In April 2015 a van, containing more than 200,000 ballot papers that were being taken to two constituencies - Hastings and Rye and Eastbourne - ahead of voting in the General Election on 7 May 2015, was stolen.[5] In March 2017, a commentator remarked:

"You’d think that when the Police in 2017 are investigating the Tory Party in more than 2 dozen constituencies concerning 2015 election irregularities, that a van with 200,000 ballot papers on board, destined for East Sussex being stolen from a street in East London in the same year 2015, might be seen as being a little suspicious?
"It seems a wee bit strange that there’s nothing in the press or on the net as to the outcome of the investigation into 'a white Mercedes Benz Sprinter registration KN64 UPD with 200,000 Ballot Papers having been stolen in 2015 ever being recovered.' Unless of course someone knows different!"[6]

Copeland concerns

In March 2017 concerns were raised by a firm of electoral analysts about the apparent unlawfulness of the conduct of the 2017 Copeland by-election last week – and subsequently, video footage in which a BBC reporter talked about the ‘unusual’ handling of the trays used for ballot papers and separate footage in which BBC Question Time host David Dimbleby announced that Labour had held Copeland then quickly retracted it.

The figure of 9,000 is broadly in line with that reported for the 2015 by-election, in spite of what is later confirmed as the lower turnout in 2017. As the BBC’s Tom Bateman observed around 3am, the voting trays were still empty. An eyewitness at the scene reports that reports were circulating that Labour were ahead – until ‘boxes of postal votes arrived‘ at 1am. Sky’s Boadle knew at least roughly how many postal votes had been cast before midnight and pictures were taken earlier in the evening of paper bags of postal votes waiting to be counted, as this photograph from a Daily Express page covering the by-election showed:

So why were boxes of postal votes arriving at 1am – long after Dimbleby and others were reporting a Labour hold? These late-arriving votes are extremely unlikely to be postal votes handed in at polling stations on the day – in the 2015 General Election, the total number of postal votes handed in was just 157 – such votes are counted and recorded separately, so the exact figure is known for 2015.

But, significantly, not yet for 2017. The number of postal votes – indicated approximately by Sky’s Tom Boadle above – was about the same as the number returned in the 2015 General Election, which had a significantly higher turnout (2015 63.8% v 51.4% 2017). Even though postal vote ‘turnout’ might hold up better at a by-election than in-person votes, in the context of the ‘unusual’ behaviour commented on by Bateman, it’s a cause for concern that merits investigation.

Links to Lilley

The SKWAWKBOX has been advised that IDOX, an electoral services company of which senior Tory MP Peter Lilley is a director, ran the election on behalf of the local authority. The SKWAWKBOX contacted IDOX today, but a spokeswoman advised she was not permitted to confirm and only the local authority could do so.

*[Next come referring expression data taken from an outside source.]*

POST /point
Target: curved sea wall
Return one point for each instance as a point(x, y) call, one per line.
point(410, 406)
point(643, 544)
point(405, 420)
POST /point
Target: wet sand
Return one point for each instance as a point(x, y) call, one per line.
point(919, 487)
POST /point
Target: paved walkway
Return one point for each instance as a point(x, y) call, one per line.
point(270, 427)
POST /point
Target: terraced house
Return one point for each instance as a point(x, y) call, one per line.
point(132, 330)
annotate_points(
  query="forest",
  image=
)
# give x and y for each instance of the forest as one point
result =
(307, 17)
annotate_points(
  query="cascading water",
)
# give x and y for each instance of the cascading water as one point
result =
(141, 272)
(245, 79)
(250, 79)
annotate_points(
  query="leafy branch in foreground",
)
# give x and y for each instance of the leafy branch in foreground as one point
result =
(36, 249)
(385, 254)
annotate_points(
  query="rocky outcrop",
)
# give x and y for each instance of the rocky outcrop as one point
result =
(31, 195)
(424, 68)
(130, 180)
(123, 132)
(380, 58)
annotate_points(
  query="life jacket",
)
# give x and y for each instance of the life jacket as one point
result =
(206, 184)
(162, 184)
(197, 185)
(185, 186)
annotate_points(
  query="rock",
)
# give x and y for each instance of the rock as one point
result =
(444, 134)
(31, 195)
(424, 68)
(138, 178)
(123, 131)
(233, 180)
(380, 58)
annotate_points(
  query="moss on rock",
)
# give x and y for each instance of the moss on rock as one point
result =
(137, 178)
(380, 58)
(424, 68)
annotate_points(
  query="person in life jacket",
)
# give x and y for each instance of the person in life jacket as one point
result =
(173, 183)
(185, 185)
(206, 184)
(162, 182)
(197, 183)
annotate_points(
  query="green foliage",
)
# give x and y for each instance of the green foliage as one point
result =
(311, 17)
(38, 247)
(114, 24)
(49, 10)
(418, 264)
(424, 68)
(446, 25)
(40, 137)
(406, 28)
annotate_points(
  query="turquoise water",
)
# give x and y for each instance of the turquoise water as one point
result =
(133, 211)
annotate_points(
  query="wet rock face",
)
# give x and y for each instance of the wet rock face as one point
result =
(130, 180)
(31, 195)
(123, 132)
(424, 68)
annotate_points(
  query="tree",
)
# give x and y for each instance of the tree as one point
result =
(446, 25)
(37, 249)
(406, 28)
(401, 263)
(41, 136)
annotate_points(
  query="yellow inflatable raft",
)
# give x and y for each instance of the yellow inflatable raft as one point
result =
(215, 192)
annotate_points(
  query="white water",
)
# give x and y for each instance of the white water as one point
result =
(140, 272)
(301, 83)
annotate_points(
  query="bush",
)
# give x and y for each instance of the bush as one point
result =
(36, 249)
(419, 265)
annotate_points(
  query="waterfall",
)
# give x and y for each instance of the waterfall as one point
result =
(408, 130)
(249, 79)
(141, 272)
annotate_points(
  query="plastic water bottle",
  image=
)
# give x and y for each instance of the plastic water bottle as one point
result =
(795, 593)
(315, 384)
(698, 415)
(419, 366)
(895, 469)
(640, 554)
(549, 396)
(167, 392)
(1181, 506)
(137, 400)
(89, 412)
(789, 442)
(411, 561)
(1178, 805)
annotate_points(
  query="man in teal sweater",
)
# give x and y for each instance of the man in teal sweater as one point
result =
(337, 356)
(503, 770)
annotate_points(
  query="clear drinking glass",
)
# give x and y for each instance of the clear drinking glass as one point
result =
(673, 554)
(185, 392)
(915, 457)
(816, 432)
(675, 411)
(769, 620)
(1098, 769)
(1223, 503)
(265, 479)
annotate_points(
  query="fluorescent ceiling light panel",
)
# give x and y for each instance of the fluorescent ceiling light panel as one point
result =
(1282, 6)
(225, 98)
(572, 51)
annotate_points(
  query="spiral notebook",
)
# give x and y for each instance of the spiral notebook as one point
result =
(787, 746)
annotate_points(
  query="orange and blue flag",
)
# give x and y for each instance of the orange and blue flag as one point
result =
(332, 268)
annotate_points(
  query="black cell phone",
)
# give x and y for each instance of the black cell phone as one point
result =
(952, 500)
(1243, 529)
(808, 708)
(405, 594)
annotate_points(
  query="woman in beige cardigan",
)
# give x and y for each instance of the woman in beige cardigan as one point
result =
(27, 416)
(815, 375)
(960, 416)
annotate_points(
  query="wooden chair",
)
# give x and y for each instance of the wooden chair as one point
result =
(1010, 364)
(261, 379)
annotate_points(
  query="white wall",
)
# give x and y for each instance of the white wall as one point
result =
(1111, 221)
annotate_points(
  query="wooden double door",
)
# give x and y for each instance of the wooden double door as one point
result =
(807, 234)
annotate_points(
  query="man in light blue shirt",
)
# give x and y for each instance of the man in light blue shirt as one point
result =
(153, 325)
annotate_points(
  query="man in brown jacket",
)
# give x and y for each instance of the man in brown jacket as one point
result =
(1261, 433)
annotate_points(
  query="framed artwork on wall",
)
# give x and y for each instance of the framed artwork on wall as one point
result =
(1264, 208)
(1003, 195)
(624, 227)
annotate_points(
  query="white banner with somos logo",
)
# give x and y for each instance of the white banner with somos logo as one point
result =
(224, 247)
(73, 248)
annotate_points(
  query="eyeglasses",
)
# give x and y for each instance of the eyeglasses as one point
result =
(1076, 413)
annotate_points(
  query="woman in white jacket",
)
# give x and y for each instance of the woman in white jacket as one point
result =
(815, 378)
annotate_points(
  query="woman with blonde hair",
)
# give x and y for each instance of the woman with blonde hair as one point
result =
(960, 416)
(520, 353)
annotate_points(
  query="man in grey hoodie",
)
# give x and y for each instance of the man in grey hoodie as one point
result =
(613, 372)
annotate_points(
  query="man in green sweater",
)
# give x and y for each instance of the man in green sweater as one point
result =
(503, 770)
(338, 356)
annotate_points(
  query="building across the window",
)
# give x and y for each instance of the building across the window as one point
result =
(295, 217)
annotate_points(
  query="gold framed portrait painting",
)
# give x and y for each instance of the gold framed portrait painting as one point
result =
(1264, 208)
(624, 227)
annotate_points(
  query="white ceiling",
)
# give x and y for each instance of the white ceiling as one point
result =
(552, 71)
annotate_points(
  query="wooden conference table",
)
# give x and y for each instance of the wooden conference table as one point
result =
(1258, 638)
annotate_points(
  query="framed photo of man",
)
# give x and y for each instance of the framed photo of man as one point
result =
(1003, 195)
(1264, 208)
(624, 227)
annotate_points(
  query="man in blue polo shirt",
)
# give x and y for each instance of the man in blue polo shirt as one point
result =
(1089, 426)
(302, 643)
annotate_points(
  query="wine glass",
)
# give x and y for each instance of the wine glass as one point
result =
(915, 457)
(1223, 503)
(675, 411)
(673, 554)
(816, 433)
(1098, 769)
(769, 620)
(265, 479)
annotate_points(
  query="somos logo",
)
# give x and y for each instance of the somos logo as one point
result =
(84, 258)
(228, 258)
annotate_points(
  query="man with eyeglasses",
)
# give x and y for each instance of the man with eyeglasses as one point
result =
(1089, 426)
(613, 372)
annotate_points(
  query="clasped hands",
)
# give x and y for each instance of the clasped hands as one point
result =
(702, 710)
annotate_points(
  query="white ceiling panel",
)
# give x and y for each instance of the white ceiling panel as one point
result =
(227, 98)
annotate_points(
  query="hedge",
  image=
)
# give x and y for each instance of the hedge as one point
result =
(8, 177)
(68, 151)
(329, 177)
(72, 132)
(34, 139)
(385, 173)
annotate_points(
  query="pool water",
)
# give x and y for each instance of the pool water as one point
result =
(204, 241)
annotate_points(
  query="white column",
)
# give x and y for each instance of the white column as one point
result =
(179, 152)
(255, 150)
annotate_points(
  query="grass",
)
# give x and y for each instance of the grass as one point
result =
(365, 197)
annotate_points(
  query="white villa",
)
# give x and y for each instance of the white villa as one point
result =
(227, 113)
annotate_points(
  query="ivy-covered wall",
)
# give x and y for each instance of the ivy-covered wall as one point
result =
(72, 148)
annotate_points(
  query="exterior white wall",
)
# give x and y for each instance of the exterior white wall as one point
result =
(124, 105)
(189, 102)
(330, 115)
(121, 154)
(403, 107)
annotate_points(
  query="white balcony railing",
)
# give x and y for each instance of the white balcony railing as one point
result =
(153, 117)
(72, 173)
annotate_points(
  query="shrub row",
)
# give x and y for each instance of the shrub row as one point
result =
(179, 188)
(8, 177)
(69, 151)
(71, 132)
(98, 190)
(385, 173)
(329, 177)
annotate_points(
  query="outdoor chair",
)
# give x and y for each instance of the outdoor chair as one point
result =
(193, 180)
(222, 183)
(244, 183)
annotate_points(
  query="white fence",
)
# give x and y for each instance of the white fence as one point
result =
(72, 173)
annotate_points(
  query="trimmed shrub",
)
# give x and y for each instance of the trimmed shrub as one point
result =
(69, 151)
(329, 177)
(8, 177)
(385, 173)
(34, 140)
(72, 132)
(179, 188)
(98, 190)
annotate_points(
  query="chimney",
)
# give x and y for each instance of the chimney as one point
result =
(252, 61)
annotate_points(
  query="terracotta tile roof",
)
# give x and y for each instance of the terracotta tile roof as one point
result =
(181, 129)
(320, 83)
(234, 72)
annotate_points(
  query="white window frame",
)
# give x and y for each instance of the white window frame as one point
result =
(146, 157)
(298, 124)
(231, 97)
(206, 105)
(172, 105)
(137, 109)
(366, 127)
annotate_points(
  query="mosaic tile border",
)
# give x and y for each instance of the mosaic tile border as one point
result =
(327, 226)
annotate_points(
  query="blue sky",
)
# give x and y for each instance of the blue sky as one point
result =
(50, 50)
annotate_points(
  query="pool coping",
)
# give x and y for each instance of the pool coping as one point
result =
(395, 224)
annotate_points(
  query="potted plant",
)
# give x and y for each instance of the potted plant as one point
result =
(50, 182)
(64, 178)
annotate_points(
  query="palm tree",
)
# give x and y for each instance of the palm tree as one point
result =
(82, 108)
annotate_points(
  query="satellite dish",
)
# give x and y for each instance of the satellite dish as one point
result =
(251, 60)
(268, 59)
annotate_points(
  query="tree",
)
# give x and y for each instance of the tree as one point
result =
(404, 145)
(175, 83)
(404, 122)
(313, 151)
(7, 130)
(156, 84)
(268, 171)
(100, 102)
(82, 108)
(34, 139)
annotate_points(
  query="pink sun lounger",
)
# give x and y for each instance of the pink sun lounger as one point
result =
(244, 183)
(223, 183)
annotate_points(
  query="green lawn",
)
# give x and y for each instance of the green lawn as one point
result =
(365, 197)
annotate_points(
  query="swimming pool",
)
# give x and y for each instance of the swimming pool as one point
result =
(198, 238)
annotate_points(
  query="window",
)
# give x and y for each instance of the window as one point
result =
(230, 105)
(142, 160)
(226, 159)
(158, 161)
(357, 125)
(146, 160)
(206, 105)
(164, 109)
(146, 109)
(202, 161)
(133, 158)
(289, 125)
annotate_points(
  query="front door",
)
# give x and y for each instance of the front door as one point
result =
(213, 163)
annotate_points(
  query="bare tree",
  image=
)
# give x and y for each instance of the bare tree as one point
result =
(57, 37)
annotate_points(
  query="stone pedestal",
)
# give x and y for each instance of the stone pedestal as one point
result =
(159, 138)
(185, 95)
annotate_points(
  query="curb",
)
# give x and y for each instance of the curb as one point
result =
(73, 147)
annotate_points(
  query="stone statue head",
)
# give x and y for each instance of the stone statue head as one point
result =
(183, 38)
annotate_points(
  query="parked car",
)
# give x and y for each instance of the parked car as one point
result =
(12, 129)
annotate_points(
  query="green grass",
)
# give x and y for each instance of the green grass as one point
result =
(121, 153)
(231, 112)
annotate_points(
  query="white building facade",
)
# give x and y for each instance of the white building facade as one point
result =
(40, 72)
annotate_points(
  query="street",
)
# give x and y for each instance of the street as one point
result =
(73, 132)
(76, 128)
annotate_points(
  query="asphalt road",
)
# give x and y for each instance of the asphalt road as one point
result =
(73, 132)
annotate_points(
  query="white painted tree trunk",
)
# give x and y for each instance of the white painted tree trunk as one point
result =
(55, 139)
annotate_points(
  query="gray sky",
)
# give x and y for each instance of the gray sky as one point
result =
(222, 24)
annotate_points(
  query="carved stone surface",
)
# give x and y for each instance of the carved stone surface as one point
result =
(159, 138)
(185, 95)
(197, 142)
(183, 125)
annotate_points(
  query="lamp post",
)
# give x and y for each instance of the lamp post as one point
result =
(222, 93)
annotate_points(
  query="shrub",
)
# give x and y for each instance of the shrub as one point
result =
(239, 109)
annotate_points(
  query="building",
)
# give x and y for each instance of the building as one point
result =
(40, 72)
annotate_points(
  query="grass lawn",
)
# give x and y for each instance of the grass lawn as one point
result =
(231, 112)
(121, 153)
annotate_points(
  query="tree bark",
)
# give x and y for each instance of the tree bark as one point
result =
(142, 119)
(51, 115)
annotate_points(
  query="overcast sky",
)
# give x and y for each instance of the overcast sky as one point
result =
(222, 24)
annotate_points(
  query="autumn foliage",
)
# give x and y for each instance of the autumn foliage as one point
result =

So, we now have a situation in which:

  • BBC and other announcers said Labour had held Copeland; others report it as ‘too close to call’.
  • the BBC reporter on the scene commented on the ‘unusual’ emptiness of the ballot trays and absence from view of the cast, counted ballots.
  • a figure of 9,000 was given for the total number of postal votes before midnight on election day.
  • postal votes were photographed in bags already at the venue waiting to be counted.
  • over an hour later, at 1am, large quantites of supposed postal votes in boxes turn up at the venue to be counted.
  • just after 3am on the 24th, Tory candidate Trudy Harrison is announced the winner of the Copeland by-election by just a whisker below 7 full percentage points, or 2,147 votes out of just over 31,000, which is not really ‘too close to call’, let alone a ‘Labour hold’.[7]